If only governments, central bankers and regulators had the courage and the sense of urgency to take on some of this self-serving nonsense. The United States already has its Dodd Frank Act, which incorporates the so-called Volker rule on outlawing proprietary trading. But Wall Street has lobbied hard to delay and water-down its implementation. Were Mitt Romney to prevail in November, it might prove to be one of the shortest-lived pieces of legislation ever seen in Washington.

This week’s Queen’s Speech over here promises measures to strengthen regulation of the financial services sector and to implement the recommendations of the Vickers commission on banking reform. But even if a bill finally reaches the statute book, it could be the end of this decade before it is finally implemented.

Meanwhile, the Bank of England, despite its own questionable record in responding to the crisis of 2008, is being given unprecedented power over not just monetary policy but the regulation of our whole financial system too. Who will hold that leviathan to account?

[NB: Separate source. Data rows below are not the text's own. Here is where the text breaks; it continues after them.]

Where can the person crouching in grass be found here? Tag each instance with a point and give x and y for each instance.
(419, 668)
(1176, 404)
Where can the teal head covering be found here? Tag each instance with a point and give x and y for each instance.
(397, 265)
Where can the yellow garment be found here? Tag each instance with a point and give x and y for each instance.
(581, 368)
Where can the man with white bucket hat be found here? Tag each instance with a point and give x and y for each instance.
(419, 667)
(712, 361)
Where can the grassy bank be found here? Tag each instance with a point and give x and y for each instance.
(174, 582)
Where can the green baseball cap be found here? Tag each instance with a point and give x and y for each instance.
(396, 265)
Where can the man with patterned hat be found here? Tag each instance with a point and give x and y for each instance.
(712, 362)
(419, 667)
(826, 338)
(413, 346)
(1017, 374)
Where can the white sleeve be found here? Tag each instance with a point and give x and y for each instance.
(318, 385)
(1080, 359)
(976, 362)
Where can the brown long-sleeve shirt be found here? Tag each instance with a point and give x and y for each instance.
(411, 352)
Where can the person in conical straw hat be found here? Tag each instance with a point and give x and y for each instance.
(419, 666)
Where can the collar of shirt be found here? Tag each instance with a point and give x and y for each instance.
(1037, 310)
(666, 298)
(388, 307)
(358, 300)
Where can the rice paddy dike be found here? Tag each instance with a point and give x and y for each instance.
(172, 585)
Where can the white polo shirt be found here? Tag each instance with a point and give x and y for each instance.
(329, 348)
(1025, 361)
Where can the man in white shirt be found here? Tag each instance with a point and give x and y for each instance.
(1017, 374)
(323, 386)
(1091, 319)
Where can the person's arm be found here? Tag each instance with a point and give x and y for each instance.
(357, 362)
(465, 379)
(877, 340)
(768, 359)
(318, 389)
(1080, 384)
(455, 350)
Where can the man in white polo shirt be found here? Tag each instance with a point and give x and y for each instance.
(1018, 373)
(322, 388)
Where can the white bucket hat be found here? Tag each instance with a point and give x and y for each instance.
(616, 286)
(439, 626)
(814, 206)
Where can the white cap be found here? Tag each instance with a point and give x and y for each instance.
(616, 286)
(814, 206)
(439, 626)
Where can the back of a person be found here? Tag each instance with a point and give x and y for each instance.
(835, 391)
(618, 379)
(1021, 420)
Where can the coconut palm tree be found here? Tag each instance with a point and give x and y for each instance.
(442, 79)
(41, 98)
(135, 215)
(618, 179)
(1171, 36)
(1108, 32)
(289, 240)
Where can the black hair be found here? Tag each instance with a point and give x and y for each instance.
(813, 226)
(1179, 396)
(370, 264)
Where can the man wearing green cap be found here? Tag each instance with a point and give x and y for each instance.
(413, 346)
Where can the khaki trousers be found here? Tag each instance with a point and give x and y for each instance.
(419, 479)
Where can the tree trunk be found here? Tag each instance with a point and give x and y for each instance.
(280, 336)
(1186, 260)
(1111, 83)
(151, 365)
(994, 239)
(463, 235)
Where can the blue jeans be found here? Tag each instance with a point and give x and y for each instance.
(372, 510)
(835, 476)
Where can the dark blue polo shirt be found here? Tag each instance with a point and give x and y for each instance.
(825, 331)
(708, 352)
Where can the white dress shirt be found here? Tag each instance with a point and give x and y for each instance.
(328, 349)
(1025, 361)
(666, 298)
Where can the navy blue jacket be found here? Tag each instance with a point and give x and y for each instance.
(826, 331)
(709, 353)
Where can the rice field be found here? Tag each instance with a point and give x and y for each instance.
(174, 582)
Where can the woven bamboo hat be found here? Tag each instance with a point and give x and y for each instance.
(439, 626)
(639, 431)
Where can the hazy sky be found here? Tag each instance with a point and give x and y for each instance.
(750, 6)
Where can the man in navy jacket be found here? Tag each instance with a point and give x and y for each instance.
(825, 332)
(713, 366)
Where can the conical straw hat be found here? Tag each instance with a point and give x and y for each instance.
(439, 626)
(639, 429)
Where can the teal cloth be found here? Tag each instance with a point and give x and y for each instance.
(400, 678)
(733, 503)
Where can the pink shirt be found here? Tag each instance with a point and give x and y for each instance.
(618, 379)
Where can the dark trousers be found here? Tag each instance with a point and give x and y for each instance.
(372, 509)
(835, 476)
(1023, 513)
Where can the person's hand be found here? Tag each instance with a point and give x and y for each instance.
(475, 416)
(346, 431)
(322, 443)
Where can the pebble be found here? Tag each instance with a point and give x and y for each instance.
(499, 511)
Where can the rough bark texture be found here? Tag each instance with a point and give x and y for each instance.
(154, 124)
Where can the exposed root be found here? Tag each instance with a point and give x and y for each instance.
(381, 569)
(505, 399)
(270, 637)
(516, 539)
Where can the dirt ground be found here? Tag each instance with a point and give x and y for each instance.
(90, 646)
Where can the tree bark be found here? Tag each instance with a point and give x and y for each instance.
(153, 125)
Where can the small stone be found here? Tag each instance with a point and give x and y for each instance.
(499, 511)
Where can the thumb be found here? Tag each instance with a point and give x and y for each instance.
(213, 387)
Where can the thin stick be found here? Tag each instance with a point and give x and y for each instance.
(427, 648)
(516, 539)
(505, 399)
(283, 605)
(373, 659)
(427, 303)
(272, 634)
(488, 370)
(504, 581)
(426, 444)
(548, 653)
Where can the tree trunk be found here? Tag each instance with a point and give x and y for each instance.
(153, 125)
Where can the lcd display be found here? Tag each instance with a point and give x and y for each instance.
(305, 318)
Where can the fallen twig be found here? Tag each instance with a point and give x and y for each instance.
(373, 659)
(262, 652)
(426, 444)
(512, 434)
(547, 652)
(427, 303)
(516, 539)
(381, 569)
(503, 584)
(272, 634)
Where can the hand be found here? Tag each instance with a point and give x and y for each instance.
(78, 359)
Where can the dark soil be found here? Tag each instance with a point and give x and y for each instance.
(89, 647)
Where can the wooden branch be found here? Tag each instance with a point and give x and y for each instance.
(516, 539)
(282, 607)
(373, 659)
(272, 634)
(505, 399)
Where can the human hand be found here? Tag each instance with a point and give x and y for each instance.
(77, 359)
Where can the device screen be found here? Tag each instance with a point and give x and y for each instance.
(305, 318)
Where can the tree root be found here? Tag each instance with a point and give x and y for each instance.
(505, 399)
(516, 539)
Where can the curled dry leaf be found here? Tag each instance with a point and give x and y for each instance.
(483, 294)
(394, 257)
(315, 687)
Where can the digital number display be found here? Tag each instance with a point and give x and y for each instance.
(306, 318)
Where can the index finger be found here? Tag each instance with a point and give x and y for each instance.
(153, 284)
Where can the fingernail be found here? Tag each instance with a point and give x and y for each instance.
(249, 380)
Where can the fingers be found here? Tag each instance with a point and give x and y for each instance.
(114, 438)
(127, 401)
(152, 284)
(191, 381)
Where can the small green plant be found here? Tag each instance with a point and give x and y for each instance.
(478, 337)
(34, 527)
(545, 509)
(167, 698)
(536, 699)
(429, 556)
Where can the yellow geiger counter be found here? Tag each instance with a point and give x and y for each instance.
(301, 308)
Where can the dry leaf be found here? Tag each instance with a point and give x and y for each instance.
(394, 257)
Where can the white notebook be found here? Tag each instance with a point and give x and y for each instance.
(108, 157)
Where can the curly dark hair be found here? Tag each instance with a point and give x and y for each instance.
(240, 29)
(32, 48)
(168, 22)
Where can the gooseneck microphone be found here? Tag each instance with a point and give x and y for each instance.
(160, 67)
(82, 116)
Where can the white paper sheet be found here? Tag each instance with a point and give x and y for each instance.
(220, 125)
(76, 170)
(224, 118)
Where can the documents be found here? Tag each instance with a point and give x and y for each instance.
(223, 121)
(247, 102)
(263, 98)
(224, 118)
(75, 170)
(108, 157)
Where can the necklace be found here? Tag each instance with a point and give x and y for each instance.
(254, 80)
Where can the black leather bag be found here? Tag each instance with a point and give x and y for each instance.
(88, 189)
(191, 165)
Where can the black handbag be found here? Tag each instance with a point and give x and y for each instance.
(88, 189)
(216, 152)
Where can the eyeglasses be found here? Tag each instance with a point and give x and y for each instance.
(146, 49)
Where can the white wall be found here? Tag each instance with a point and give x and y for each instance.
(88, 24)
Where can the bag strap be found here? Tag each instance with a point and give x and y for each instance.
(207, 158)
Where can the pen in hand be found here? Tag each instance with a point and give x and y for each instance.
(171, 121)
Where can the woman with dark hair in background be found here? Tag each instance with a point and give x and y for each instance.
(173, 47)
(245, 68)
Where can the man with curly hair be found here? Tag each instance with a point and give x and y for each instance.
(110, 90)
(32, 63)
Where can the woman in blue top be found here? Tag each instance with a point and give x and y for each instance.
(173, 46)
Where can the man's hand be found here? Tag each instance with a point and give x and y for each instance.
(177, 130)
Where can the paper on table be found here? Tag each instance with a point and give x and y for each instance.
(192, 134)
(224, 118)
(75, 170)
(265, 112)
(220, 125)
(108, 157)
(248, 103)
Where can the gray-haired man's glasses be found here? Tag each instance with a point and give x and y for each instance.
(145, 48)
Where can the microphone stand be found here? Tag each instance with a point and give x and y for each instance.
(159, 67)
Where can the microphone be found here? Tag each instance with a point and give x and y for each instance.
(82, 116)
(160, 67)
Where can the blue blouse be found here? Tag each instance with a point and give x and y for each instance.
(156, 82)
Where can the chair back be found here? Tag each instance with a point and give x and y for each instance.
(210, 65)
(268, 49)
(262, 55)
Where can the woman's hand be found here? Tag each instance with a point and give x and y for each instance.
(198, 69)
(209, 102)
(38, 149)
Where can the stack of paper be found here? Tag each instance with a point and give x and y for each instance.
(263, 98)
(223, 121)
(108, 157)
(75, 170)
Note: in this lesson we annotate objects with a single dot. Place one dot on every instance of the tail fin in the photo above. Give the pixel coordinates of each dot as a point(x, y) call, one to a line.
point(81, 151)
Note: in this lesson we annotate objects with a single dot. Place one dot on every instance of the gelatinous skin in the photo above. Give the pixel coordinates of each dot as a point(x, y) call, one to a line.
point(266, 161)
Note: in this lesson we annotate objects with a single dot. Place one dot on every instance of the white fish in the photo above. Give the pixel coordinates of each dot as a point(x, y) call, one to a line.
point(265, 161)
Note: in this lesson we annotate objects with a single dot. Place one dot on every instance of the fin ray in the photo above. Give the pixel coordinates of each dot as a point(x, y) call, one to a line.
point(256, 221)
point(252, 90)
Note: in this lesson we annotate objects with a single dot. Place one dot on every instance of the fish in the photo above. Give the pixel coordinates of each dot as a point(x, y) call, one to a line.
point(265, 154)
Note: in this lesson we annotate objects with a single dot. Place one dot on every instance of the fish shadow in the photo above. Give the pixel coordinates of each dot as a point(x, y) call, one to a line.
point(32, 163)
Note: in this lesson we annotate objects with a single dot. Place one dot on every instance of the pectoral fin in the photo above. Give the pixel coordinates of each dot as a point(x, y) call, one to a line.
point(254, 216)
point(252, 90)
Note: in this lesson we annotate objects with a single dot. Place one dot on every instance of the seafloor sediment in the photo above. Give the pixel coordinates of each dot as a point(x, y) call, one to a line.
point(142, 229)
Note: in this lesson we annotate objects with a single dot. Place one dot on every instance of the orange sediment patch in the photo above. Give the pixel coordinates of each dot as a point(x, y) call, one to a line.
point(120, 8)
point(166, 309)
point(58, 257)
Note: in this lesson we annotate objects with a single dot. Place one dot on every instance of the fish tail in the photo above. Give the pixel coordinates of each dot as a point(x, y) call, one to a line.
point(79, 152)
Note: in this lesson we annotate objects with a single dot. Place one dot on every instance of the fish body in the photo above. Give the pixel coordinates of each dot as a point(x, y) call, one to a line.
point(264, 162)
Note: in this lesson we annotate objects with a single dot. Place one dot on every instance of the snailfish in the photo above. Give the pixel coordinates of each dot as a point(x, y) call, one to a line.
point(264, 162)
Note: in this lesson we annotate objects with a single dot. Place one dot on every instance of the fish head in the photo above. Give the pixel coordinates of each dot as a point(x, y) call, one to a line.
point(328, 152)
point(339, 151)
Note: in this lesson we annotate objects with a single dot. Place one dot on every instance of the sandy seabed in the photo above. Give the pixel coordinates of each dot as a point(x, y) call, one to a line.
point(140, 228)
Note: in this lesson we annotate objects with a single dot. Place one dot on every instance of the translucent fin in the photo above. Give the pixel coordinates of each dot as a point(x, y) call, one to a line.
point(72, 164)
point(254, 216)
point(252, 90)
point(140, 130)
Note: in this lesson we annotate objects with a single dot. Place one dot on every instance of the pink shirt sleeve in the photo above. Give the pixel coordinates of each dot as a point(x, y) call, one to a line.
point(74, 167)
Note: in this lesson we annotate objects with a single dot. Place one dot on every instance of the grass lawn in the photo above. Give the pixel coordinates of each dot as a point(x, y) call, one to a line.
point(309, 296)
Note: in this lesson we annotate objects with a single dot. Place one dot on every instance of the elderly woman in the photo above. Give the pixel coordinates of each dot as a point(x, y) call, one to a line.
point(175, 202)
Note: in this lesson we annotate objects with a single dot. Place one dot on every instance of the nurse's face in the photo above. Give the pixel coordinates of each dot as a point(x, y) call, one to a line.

Where politicians do still have some democratically accountable clout – as over the defence of the realm, say – they and their civil service advisers still find large- scale procurement programmes devilishly difficult to deliver to time or to budget. We are to have two new aircraft carriers, but only one is ever likely to see service. The other was to have jump jets, then catapulted jets. And now we are back to jump jets again, after the first lot were sold at a knock-down price to the Americans.

Somewhere in the middle of all this, somewhere between the “egregious” self-interest of big bankers and the woeful incompetence of leading politicians, millions of the rest of us are just looking for a route out of austerity, lost jobs and squeezed living standards towards a world we can feel proud to hand over to our sons and daughters.

There may be some hope in the willingness of voters in France and Greece and elsewhere to reject the current sterile orthodoxy of synchronised austerity. But if financial institutions like JP Morgan and, before it, MF Global, go on screwing up and politicians, central bankers and regulators fail to measure up to the challenge of doing something effective about it, who, London whale-style, would bet the house against many more years yet of lost opportunities and snuffed-out hope?